Walkme experienced a critical incident on July 4, 2022 affecting Designer (Editor), lasting 8h. The incident has been resolved; the full update timeline is below.
Affected components
Update timeline
- investigating Jul 05, 2022, 12:48 AM UTC
WalkMe US Editor is currently down for all users. At this time, we are unable to log into the Editor.
- resolved Jul 05, 2022, 09:37 AM UTC
Connection issue which was fixed by our R&D.

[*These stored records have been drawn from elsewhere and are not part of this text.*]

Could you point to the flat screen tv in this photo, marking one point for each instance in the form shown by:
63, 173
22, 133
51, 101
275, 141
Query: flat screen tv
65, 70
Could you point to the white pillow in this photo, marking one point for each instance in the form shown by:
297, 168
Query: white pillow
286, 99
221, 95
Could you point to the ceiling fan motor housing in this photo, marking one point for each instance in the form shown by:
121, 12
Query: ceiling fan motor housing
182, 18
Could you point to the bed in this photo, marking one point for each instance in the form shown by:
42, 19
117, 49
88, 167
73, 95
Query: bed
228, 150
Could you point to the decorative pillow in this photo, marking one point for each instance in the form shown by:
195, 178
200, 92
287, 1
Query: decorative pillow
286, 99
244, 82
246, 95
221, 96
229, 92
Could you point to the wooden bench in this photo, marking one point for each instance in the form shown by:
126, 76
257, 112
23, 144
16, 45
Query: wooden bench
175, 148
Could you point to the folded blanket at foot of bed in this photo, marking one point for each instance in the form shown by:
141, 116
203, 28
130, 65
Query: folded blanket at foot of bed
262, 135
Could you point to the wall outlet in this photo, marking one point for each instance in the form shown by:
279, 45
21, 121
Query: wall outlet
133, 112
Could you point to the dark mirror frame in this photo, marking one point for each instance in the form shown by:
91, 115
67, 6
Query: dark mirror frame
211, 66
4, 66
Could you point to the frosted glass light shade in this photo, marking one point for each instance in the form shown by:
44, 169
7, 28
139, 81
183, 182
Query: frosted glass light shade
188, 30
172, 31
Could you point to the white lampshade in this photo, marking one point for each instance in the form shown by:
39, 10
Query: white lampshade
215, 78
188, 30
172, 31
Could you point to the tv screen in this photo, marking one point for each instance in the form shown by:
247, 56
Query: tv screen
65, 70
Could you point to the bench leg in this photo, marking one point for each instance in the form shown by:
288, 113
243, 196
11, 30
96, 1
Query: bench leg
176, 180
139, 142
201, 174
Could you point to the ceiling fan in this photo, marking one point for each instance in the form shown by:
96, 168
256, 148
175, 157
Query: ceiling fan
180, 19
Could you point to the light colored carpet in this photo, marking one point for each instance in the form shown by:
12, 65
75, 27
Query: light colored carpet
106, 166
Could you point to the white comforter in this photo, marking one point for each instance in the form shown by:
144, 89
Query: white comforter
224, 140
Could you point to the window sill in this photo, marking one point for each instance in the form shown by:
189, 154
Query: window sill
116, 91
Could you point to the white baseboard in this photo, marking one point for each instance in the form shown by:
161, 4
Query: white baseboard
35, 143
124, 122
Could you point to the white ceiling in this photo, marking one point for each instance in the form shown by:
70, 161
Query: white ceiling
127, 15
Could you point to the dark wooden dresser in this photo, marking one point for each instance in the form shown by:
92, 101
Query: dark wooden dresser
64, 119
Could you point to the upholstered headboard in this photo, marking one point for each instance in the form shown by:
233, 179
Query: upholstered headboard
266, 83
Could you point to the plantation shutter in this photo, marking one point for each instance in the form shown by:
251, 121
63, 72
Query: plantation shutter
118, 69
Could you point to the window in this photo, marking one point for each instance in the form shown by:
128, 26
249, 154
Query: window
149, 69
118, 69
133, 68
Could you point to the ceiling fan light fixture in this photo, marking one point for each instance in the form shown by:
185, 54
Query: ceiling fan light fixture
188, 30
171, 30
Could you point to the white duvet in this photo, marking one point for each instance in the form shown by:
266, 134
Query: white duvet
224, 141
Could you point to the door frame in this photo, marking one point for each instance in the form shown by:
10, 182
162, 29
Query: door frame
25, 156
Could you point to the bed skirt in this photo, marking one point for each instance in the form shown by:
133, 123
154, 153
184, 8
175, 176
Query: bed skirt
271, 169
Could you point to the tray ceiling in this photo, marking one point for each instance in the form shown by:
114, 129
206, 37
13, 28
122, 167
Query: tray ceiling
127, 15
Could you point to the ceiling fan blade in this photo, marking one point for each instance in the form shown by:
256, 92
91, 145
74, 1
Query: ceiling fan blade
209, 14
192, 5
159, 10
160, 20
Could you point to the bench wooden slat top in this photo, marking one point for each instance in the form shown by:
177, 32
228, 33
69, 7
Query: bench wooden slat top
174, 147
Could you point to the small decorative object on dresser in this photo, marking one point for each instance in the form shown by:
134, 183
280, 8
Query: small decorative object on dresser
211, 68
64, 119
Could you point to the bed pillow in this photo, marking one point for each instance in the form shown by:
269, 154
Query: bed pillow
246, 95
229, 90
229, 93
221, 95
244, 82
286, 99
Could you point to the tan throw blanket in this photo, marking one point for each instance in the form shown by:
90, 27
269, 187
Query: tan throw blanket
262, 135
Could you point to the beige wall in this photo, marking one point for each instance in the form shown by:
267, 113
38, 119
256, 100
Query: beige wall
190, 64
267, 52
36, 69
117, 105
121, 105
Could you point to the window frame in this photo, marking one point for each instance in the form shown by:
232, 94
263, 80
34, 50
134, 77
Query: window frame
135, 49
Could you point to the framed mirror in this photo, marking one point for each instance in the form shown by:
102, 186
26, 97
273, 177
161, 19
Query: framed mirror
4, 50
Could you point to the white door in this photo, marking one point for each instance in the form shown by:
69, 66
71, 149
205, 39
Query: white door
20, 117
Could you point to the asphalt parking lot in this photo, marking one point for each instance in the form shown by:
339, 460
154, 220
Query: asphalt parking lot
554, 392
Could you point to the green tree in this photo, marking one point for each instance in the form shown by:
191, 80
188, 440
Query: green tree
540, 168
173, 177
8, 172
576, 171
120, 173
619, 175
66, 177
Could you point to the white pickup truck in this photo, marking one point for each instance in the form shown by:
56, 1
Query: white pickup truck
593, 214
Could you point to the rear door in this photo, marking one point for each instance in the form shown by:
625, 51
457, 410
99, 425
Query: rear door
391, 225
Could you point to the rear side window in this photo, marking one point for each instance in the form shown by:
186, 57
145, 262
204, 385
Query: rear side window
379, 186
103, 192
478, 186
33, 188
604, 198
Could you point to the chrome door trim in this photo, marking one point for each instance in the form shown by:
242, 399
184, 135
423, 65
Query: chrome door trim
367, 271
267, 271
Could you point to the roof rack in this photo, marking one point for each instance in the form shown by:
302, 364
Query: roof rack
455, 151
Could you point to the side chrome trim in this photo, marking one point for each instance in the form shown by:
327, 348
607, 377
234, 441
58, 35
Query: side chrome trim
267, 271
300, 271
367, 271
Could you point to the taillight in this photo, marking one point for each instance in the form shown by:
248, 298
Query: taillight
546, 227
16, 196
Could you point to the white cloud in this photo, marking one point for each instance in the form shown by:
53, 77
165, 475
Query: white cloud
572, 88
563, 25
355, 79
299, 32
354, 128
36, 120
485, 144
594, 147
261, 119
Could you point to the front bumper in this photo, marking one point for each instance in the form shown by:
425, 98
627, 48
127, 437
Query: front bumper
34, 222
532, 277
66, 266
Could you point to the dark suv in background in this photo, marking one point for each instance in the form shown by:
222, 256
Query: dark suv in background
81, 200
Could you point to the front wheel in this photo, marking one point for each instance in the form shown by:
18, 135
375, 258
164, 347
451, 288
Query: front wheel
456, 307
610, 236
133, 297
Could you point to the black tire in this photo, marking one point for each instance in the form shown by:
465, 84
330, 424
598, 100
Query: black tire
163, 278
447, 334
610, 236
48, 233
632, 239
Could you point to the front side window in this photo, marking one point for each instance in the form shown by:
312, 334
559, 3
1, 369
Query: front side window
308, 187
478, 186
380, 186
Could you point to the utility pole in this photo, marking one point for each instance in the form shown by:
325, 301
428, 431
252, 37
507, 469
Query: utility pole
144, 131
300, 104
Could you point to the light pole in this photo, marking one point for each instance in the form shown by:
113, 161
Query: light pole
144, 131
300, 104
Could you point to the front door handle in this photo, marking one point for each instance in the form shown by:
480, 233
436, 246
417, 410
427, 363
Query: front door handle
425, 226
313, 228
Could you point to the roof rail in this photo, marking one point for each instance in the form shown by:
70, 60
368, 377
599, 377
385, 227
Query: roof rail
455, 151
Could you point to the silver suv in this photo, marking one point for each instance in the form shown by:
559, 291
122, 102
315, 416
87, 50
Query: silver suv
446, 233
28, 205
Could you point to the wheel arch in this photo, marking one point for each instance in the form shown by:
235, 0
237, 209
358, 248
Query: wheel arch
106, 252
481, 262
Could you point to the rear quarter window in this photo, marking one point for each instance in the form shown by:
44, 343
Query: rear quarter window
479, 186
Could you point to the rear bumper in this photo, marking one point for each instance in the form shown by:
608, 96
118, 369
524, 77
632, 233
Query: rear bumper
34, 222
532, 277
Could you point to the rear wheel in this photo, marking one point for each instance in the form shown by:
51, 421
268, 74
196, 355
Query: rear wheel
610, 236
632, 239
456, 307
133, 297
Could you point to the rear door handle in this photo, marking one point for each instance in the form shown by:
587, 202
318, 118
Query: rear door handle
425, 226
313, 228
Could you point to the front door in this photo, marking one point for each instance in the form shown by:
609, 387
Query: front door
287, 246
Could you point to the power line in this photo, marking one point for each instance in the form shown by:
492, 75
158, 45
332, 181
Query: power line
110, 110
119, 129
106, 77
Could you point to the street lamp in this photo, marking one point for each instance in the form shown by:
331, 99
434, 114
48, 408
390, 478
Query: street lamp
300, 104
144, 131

- postmortem Jul 05, 2022, 04:45 PM UTC
## **Postmortem & Root Cause Analysis** On July 4 at 21:00 UTC, a rare technical failure in a microservice impacted the WalkMe Editor’s loading mechanism. The failure of the microservice did not activate automatic alerting that would usually have identified and escalated the issue more rapidly to WalkMe development teams for resolution. The database continually tracks issues, logs them, and escalates them as required. There are settings that determine how many of these issues the database can log. Error logs are typically removed manually after a period of time. Thresholds were set at a level that is no longer appropriate for logging issues for this microservice. When too many requests are received by the microservice, the database automatically blocks hosts/IPs. This is what resulted in the WalkMe Editor not being usable. To resolve this issue permanently, we cleared the error records for this microservice and increased the threshold for errors that can be logged in the future. We introduced a new alert to notify development teams that the error log needs to be manually cleared before thresholds are met. Finally, we also reviewed all thresholds across all microservices to ensure that alerting is appropriately activated to the development teams for any similar issue in the future.